I’ve been involved in business coaching with entrepreneur and author Keith J. Cunningham for more than four years now. In this particular coaching paradigm, the heads of 14 businesses from across the country and globe gather as if we were multimillion-dollar investors and board members in each other’s businesses. Keith sits as chairman of each board, and we present a full board package inclusive of financials, state of the union, summary of last trimester and update on the major outcomes we’re working toward.
This group represents about 200 years of collective experience. In our discussions, it has become abundantly clear that, when it comes to the post-pandemic economic outlook, the prevailing opinions line up as two bookends on a spectrum. There’s the conservative viewpoint that even when COVID-19 eases up and restrictions are lifted, the economy will have a tough time recovering from the withdrawal of activity, unemployment and so on. This could lead to a recession, even a depression, for three to five years or even longer.
The other bookend is far more optimistic. This is, after all, not a natural-born economic crisis. It’s a health crisis. The optimists believe that once all stay-at-home orders are lifted, things will ramp up and head back toward normal over, say, two to six months. Of course, there will be changes in how we live and do business, but overall, this school of thought believes the economy will bounce back.
While many people fall between the two extremes, the thoughts shared during our meeting are reflective of the population at large. From a financial perspective, the key differentiator among the two sides is their thoughts on what to do with cash. The conservative side says this is not the time to invest, but a time to protect your cash at all costs. Of course, the general rule of thumb is that you should have six months’ to a year’s worth of living expenses saved in cash — not stocks, mutual funds or cryptocurrency, but cash in the bank. This is your minimum safety net, and the economic conservatives say now is the time to preserve that amount and any additional incoming cash.
The economic optimists, on the other hand, point out that we’re currently seeing the best investment opportunities available in over a decade. The stock market is on sale. Crypto is on sale. And while it’s not a time to invest every single penny, the optimists think you should take advantage of the unprecedented opportunity.
My take is that you have to be careful and find a balance. Don’t put all your cash under the mattress, because there truly is a lot of opportunity. At the same time, don’t be reckless and go all in without leaving yourself a safety net. You and your financial advisor have to decide what serves your goals and outlook. Are you betting the market’s going to deteriorate further, and there’ll be more opportunity later? Or are you betting that we’ll soon be on the road to recovery?
Whether the economy rebounds quickly or slowly, I am passionate about the two critical financial actions everyone should be doing on a regular basis: budgeting and saving.
Budgeting
Never has there been a more important time to actively budget your money, both in your business and your personal life. For a business, your three most important financial tools are your profit and loss statement, your balance sheet and your cash flow statement. If you’re not measuring and monitoring these three instruments, you’re basically flying a jumbo jet blindfolded.
In the plainest terms, a budget is simply a target of how much money you’re bringing in, how much you’re sending out and where/how. Begin by reviewing your spending over the last six months to a year and classifying your spending into buckets. You can be as top-line or as granular as you want to be.
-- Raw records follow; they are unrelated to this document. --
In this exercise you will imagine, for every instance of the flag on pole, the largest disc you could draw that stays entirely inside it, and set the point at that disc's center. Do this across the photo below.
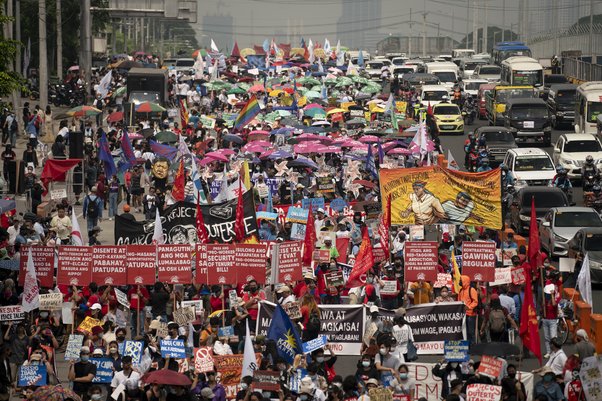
(30, 299)
(76, 234)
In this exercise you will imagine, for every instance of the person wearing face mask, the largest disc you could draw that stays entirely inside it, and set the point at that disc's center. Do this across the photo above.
(451, 372)
(81, 373)
(512, 388)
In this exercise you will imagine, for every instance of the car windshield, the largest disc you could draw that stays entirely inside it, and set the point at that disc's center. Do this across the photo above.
(533, 163)
(451, 109)
(582, 146)
(498, 136)
(577, 219)
(445, 76)
(528, 112)
(593, 242)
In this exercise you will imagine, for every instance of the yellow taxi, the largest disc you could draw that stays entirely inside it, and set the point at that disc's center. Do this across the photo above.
(449, 118)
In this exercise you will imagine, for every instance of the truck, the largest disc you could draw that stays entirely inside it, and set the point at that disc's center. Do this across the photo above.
(497, 98)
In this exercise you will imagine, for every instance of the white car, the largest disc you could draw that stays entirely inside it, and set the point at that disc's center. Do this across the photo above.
(530, 166)
(571, 150)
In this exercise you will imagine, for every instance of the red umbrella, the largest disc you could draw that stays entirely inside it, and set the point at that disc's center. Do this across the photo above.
(166, 377)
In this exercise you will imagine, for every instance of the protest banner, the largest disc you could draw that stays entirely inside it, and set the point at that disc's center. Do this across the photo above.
(172, 348)
(109, 265)
(435, 195)
(316, 343)
(250, 261)
(43, 261)
(478, 260)
(266, 380)
(221, 264)
(32, 375)
(203, 359)
(75, 265)
(491, 366)
(141, 264)
(87, 325)
(286, 261)
(483, 392)
(297, 215)
(11, 313)
(134, 349)
(104, 370)
(334, 278)
(183, 316)
(421, 259)
(174, 264)
(456, 351)
(122, 298)
(74, 345)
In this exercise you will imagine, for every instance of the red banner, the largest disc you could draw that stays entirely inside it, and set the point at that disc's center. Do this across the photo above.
(250, 260)
(108, 264)
(221, 262)
(478, 260)
(174, 264)
(43, 261)
(141, 264)
(75, 265)
(421, 259)
(289, 265)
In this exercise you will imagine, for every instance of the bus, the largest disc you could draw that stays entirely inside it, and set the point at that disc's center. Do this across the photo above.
(588, 105)
(503, 50)
(520, 70)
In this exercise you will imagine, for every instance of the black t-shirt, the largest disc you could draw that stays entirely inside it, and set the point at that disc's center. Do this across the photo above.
(83, 369)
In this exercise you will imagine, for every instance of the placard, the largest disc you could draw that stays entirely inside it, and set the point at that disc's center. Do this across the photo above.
(203, 359)
(74, 346)
(266, 380)
(456, 351)
(483, 392)
(109, 264)
(173, 349)
(75, 265)
(174, 264)
(11, 313)
(221, 264)
(251, 262)
(478, 260)
(43, 262)
(141, 264)
(421, 259)
(287, 261)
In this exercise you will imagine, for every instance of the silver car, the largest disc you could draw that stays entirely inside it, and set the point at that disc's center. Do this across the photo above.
(560, 224)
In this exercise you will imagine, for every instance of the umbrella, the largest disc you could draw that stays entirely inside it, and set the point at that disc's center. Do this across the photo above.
(83, 111)
(166, 136)
(149, 107)
(54, 393)
(166, 377)
(115, 116)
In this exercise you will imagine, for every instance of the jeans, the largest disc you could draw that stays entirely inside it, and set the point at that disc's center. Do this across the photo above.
(113, 199)
(550, 327)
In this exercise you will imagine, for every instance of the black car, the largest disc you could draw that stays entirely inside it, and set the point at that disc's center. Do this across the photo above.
(498, 141)
(545, 198)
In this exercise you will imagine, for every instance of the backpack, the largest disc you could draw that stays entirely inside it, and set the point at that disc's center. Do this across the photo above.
(497, 321)
(92, 208)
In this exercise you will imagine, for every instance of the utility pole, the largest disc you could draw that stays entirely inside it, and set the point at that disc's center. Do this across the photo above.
(59, 40)
(43, 59)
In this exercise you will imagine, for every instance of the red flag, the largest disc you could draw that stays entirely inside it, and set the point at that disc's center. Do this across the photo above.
(534, 245)
(529, 331)
(310, 239)
(239, 224)
(363, 262)
(179, 182)
(201, 230)
(383, 228)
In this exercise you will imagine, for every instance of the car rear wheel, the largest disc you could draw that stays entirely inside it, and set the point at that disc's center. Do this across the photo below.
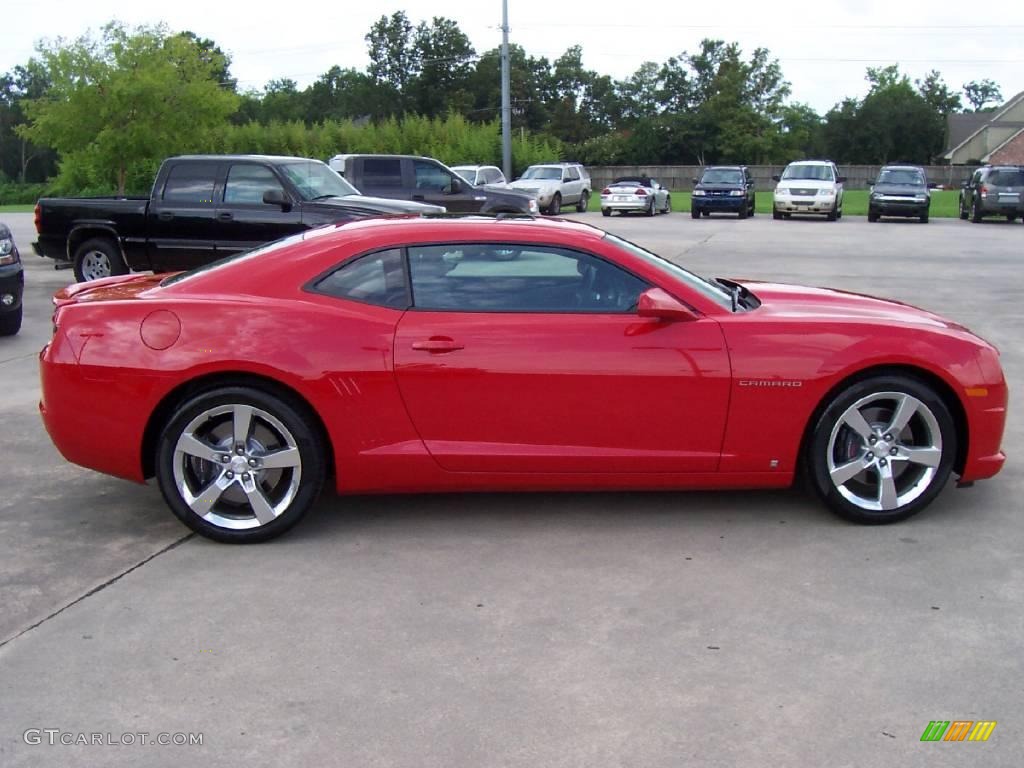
(240, 465)
(96, 258)
(10, 323)
(882, 450)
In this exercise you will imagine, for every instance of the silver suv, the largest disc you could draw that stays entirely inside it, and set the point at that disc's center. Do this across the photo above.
(993, 190)
(556, 184)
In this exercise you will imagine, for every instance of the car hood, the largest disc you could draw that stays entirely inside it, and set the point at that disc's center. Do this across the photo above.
(904, 189)
(804, 303)
(807, 183)
(531, 184)
(378, 205)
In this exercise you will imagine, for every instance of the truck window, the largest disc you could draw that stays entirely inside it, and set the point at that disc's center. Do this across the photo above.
(382, 172)
(190, 182)
(247, 182)
(430, 176)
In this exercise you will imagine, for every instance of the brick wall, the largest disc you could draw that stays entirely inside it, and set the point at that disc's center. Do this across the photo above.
(1012, 154)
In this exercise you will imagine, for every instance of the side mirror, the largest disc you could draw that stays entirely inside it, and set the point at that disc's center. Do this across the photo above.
(278, 198)
(655, 302)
For example, you can budget and track all of your food spending under one total, or you can break it down into groceries, dining out, deliveries, etc. I’m a drill-down kind of guy. I’m energized by the clarity and detail. That said, the best budget is the one you’ll engage with long-term without being overwhelmed.
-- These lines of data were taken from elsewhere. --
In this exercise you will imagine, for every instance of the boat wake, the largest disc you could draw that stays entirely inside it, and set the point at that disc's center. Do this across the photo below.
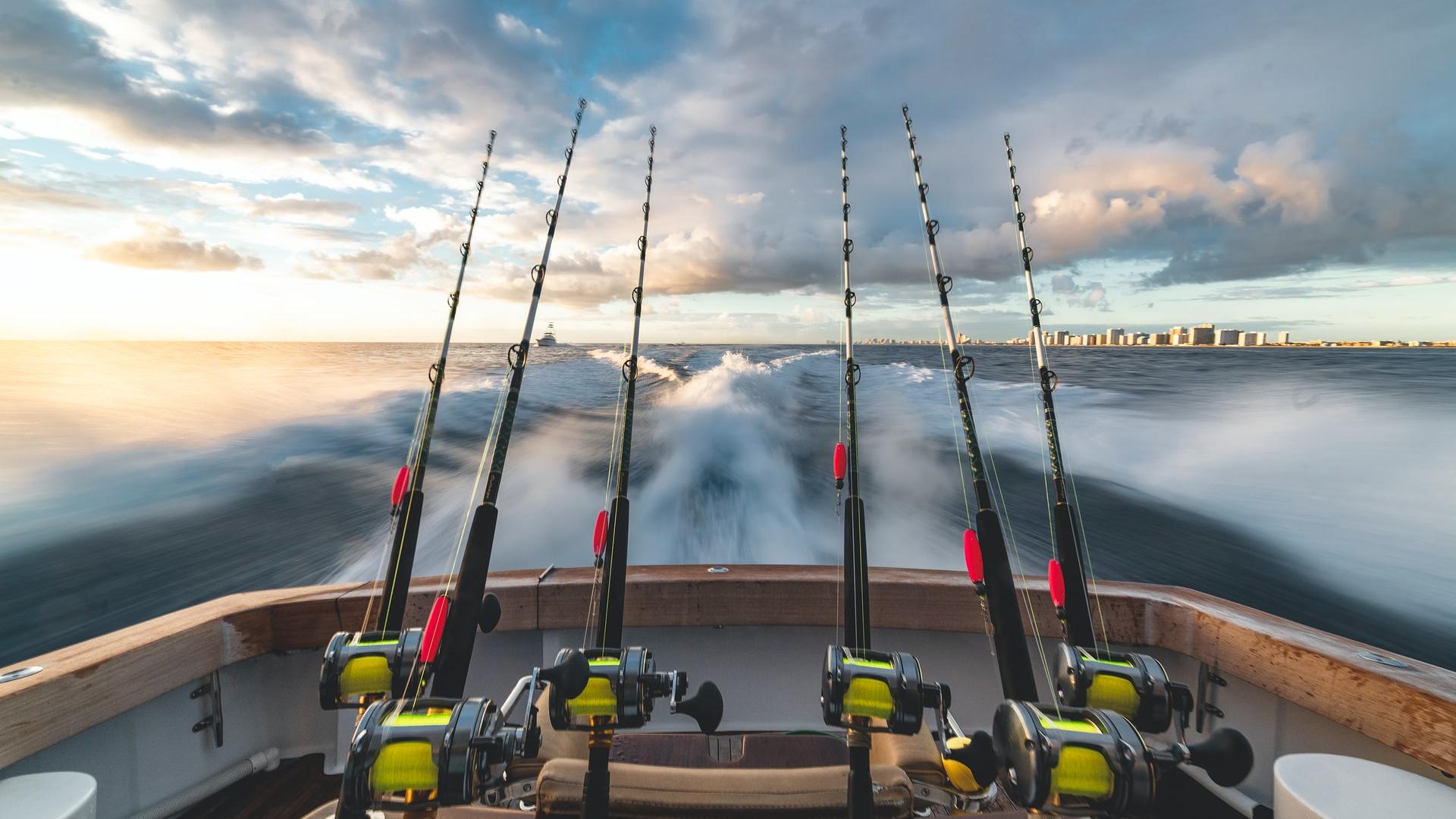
(1239, 494)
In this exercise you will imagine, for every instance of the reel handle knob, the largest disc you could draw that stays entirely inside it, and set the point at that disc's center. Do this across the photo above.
(707, 707)
(570, 675)
(979, 757)
(490, 614)
(935, 695)
(1226, 757)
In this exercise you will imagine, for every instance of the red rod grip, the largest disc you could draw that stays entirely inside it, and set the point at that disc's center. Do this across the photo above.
(400, 484)
(1056, 583)
(435, 630)
(973, 557)
(599, 535)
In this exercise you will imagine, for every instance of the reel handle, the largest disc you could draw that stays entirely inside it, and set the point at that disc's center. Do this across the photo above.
(707, 707)
(570, 675)
(490, 614)
(981, 757)
(1226, 757)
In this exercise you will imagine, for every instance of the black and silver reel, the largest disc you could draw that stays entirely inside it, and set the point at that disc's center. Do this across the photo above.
(620, 691)
(1094, 761)
(1133, 686)
(427, 752)
(877, 691)
(363, 667)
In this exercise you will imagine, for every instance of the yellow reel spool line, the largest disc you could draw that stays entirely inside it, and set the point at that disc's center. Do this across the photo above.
(959, 773)
(366, 675)
(408, 764)
(598, 700)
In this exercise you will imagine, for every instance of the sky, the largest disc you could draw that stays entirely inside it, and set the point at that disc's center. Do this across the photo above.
(199, 169)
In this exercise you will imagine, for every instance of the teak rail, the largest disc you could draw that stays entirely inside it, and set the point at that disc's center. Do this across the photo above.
(1408, 708)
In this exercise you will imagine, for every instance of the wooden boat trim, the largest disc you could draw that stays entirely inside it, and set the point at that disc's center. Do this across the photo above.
(1411, 710)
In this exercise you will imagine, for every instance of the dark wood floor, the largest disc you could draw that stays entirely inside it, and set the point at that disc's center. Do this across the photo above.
(296, 787)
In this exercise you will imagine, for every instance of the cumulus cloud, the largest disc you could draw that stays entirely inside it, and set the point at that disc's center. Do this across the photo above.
(162, 246)
(1079, 295)
(1294, 172)
(513, 27)
(397, 257)
(297, 207)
Mint.com is a free, easy-to-use app that collects your banking and credit card information and helps you create and monitor your spending budgets. For a business, I find QuickBooks to be a great, cost-efficient tool. Once you’ve teed up your categories and spending limits, start checking in weekly to see how you’re doing, and course correct as needed. Ultimately, budgeting your spending will become a habit, and you’ll only need to check on it monthly.
Saving
I want to invite you to impose a savings tax on every dollar you earn. We all know we should be saving, but most of us tend to live on the money we make and save whatever is left over, if anything. We need to do this in a different order: Save first, as if it were a tax, and spend what’s left. Pick a target percentage (that could be as little as 3% or as high as 50%. How fast do you want to retire?), and transfer that amount from every paycheck or commission directly into savings.
Take a minute to Google “a penny doubled every day for 30 days” to remind yourself of the amazing power of compounding. Once you’ve accrued your six- to 12-month nest egg, it’s up to you and your financial advisor to allocate your assets depending on your short- and long-term goals.
While these might seem like remedial concepts, it’s surprising how many successful businesspeople aren’t budgeting and saving as they should — and for a long time, I was one of them. These are critical actions that back your spending and earning decisions with powerful intentionality. No matter the economic circumstances, budgeting and saving will always serve you and set you up for an optimal financial future.